The ligand environment for the reference models and the best submitted models is compared for each target in Figure 5.
For Target 1 (β-Gal, Fig 5 A,D), the PTQ ligand O5 atom connected to the sugar ring is situated at the bottom of the binding pocket in the reference model and in eight submitted models, whereas in the top-scoring model, as well as five other submitted models, the sugar ring is flipped with oxygen O5 situated at the top. The flipped ligand fits the density better and has more optimal interatomic distances to water and protein atoms for hydrogen-bonding, with O5 H-bonded to a coordinated water of the nearby magnesium ion (see Supplemental section S5). The density shape does not preclude the possibility that both original and flipped conformations are present, each with partial occupancy, and probescores for the two states are nearly identical (Extended Data Fig 4A).
For Target 2 (RNAP; Fig 5 B,E), the F86 ligand is very similar for the deposited and top-scoring model, though distances to base-paired U10 are slightly different. F86 probescores varied greatly across models, with the reference at 10.1, model EM008_1 at 39.9, and the worst model at −106.9 (Extended Data Figure 4). Many models did not correctly create the RNA polymer – F86 (remdesivir) covalent bond. In addition, only five models indicated partial occupancy for F86, yet the map density for F86 and its paired base is almost exactly half that of adjacent base pairs (Extended Data Fig 4B), indicating 50% occupancy.
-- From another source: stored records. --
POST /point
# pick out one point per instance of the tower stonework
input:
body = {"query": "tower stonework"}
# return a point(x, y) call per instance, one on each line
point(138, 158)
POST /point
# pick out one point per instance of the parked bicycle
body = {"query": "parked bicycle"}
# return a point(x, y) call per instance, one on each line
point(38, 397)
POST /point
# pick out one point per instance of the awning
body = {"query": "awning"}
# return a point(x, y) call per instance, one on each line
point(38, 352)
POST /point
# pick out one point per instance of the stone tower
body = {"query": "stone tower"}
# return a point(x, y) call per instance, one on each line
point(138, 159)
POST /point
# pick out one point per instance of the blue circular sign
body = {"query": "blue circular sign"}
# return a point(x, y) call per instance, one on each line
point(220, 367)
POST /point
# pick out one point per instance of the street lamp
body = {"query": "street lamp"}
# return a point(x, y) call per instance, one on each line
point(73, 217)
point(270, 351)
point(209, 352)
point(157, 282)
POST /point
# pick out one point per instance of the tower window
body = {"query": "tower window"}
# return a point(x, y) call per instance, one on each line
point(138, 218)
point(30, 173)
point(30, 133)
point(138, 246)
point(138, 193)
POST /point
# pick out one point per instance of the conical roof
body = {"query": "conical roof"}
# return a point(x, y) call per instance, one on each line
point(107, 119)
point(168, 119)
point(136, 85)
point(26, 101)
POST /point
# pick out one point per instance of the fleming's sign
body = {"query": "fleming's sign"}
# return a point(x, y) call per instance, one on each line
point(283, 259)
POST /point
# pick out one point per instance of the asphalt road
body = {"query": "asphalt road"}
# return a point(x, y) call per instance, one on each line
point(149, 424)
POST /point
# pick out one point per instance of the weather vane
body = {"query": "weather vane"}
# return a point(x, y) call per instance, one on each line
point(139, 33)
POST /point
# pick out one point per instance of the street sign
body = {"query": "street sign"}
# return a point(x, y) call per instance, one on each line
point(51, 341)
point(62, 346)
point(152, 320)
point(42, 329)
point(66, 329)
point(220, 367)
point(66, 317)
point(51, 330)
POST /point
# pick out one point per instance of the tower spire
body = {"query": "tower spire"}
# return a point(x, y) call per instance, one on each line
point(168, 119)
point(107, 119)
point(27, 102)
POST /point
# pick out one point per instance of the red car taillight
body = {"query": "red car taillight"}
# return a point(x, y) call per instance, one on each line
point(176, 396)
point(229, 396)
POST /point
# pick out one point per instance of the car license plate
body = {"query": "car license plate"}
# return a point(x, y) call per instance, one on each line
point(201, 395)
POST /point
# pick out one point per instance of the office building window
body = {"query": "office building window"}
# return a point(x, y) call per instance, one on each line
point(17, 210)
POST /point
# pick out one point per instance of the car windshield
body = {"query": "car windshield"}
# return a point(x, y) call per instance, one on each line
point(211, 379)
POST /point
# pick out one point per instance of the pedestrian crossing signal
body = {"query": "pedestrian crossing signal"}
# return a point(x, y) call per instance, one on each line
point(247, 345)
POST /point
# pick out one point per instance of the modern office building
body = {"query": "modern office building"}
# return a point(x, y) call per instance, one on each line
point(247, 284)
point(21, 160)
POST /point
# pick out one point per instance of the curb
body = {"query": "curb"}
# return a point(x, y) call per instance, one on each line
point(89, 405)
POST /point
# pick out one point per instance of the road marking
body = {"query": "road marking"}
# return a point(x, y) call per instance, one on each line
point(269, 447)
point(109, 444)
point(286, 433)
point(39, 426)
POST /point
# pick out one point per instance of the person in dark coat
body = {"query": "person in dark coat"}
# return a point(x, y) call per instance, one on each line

In the case of Target 3 (ORF3 ion channel; Fig 5 C,F), the PEE ligand has similar interactions to nearby atoms and placed water molecules, though with slightly different interatomic distances. The head-group amino N atom (which has no close contacts within 4Å) points up in the deposited model but away from the camera view in the top-scoring model (Fig 5F). The long lipid tails of PEE have lower density, with confusingly interlaced and gapped connectivity that indicates disorder; the ensemble of all PEE ligand models shown in Fig 2F may be a more meaningful representation than any one individual model.
Discussion
The selected targets for the Ligand Challenge are some of the first structures deposited and released into PDB that contain ligands modeled into cryo-EM maps with resolution of 3 Å or better. Our Challenge results revealed that a deposited PDB model’s ligand and local ligand environment may not be fully optimal in terms of concurrent Fit-to-Map and Coordinates-only measures. For all three targets and especially for Target 1, adjustments in the ligand and/or ligand environment could be made to the deposited reference model that improved one or more validation criteria, as demonstrated by several modeler groups. Most of the submitted models were in the “better” range, where tiny differences in measured scores become inconsequential. In our previous Challenge, we showed that overall Fit-to-Map and Coordinates-only metrics are orthogonal measures8; here we see that at a local level, ligand/ligand-environment Fit-to-Map and Coordinates-only metrics are similarly independent (Figure 3, Extended Data Figure 3B, Supplementary Data S3). In other words, ligands that fit quite well into density may not be optimized with respect to ligand coordinates-only validation criteria, and vice versa.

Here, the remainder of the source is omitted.